Commonwealth Bank of Australia has been forced to defend its commitment to cyber security after it emerged that the lender is set to offshore some critical IT functions.
Earlier this month, The Australian reported that CBA was looking to outsource some cybersecurity work to an offshore provider, possibly in India, as part of a cost cutting exercise.
The plan, initiated by new information security boss Yuval Illuz, could see the bank offshore its real-time threat monitoring, and firewall and proxy server management.
With rumbles of discontent about the plans building over the last few weeks, CBA has now issued a statement insisting that "reports suggesting we are stepping back from cyber security are incorrect".
The vague message confirms that "we keep a close eye on the services and capabilities available to us". However, it claims that "this is not about outsourcing our cyber team.
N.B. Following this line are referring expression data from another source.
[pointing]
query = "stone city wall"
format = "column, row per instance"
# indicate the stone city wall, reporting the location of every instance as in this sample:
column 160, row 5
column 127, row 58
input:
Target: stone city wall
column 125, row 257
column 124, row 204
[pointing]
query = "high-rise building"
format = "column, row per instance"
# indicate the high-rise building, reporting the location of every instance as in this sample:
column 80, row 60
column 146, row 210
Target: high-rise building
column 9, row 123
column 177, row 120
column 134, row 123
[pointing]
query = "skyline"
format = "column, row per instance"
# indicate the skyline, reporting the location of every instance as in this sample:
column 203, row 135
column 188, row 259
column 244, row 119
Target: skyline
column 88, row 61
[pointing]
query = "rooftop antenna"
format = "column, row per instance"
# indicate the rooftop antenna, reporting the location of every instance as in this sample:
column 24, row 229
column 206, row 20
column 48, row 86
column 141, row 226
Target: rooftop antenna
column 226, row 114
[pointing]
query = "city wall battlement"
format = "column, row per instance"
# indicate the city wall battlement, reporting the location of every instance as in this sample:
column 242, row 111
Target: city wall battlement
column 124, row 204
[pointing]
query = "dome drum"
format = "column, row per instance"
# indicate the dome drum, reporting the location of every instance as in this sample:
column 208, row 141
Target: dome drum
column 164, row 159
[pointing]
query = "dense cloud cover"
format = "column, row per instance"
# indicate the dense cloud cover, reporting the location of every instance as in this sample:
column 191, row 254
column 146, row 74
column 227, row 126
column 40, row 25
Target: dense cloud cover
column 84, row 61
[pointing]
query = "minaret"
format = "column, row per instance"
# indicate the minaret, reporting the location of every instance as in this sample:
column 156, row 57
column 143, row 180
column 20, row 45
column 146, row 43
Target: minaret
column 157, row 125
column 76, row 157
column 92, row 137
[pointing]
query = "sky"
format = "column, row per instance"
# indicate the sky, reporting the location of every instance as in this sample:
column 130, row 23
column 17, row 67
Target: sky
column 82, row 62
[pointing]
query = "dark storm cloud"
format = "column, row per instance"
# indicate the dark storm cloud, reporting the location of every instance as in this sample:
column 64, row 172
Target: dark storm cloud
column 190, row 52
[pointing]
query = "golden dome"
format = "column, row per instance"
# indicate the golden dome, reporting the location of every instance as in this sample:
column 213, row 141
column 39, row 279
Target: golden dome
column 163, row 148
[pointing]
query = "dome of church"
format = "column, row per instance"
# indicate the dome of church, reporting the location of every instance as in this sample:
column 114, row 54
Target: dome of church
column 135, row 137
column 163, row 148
It is about ensuring we have access to the best possible services and skills when we need it to complement our own cyber security expertise."
Talking to the Australian Financial Review, CIO David Whiteing is a little more forthcoming, confirming that cyber work is going offshore.
"We want the best talent to be working if not for CBA, then with CBA. We are relatively agnostic where it comes from … If it means we have to work with a global partner or bring in someone from overseas then that is what we will do because it is too important for us not to do it with the best people available," says Whiteing.
The news comes as it emerges that CBA is also cutting about 170 jobs in its enterprise services teams as a result of automation and digitisation.